Some deployments may also enable PostHog or similar analytics tooling for page analytics, interaction analytics, and session replay. If you run a self-hosted deployment, your operator controls whether such tooling is enabled and where data is sent.

8. International Processing

Information may be processed in the United States and other countries where our vendors, infrastructure, or connected service providers operate. Data-protection laws may differ between jurisdictions.

9. Retention

We keep information for as long as reasonably necessary to operate the Service, maintain your account, process billing, investigate abuse, comply with legal obligations, and resolve disputes.

Retention periods may vary by data type and deployment configuration. Self-hosted or third-party operators control their own retention settings for their deployments.

10. Security

We use reasonable administrative, technical, and organizational safeguards to protect information, but no system is completely secure. You are also responsible for protecting your account credentials, API keys, and connected third-party accounts.

11. Your Choices and Rights

Depending on where you live, you may have rights to access, correct, delete, export, or object to certain uses of your personal data.

You may also be able to control some collection directly through product settings, such as anonymous telemetry preferences, or by disconnecting third-party accounts.

If you are in the EEA, UK, or another jurisdiction with similar rights, you may also have rights related to restriction, objection, withdrawal of consent where consent is used, and complaint to a supervisory authority.

If you are a California resident, you may have rights to know, access, correct, delete, and receive information about categories of personal information we collect, use, and disclose for project-operated deployments, subject to legal exceptions.

To make a privacy-related request for a project-operated deployment, contact support@tradinggoose.ai. If you use a self-hosted or third-party deployment, contact that operator instead.

12. Children's Privacy

The Service is not intended for children under 18, and we do not knowingly collect personal data from children through the project-operated Service.

13. External Services

This Privacy Policy does not cover third-party services, brokerages, model providers, market-data providers, or sites that you connect to or visit through the Service. Review those providers' own terms and privacy notices.

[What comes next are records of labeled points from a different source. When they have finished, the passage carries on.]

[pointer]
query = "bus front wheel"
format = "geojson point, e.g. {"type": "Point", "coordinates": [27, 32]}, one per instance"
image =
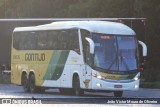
{"type": "Point", "coordinates": [118, 93]}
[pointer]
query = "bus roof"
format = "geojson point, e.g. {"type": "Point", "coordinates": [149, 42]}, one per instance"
{"type": "Point", "coordinates": [105, 27]}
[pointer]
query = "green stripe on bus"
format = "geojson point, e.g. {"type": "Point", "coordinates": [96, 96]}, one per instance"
{"type": "Point", "coordinates": [56, 65]}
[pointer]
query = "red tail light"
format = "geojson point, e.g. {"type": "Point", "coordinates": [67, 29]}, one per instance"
{"type": "Point", "coordinates": [141, 68]}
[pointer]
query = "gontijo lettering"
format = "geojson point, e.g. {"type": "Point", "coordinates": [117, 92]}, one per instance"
{"type": "Point", "coordinates": [34, 57]}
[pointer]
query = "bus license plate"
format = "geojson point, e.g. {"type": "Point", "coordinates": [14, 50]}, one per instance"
{"type": "Point", "coordinates": [117, 86]}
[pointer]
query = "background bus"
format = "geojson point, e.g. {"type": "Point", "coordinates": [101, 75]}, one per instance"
{"type": "Point", "coordinates": [76, 56]}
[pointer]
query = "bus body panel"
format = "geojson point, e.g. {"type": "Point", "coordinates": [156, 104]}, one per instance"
{"type": "Point", "coordinates": [56, 68]}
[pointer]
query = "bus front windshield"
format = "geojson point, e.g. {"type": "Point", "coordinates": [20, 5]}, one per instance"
{"type": "Point", "coordinates": [115, 53]}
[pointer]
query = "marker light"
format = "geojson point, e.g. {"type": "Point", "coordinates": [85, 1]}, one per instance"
{"type": "Point", "coordinates": [97, 76]}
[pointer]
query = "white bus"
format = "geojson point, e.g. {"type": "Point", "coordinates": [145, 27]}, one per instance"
{"type": "Point", "coordinates": [76, 56]}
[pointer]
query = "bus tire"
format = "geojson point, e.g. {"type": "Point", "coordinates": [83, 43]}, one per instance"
{"type": "Point", "coordinates": [76, 87]}
{"type": "Point", "coordinates": [118, 93]}
{"type": "Point", "coordinates": [25, 83]}
{"type": "Point", "coordinates": [32, 86]}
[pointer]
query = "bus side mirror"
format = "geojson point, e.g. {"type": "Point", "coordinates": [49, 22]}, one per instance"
{"type": "Point", "coordinates": [144, 48]}
{"type": "Point", "coordinates": [91, 45]}
{"type": "Point", "coordinates": [142, 65]}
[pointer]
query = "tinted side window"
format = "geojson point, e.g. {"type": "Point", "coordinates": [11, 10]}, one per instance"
{"type": "Point", "coordinates": [46, 40]}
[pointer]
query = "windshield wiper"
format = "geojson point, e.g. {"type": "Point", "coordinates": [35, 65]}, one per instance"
{"type": "Point", "coordinates": [122, 60]}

14. Changes to This Policy

We may update this Privacy Policy from time to time. When we do, we will update the "Last Updated" date on this page. Material changes will apply when posted unless a longer notice period is required by law.

15. Contact

If you have questions, requests, or complaints regarding this Privacy Policy for a project-operated deployment, contact us at support@tradinggoose.ai.

We do not currently publish a separate mailing address on this page. If that changes, we will update this policy.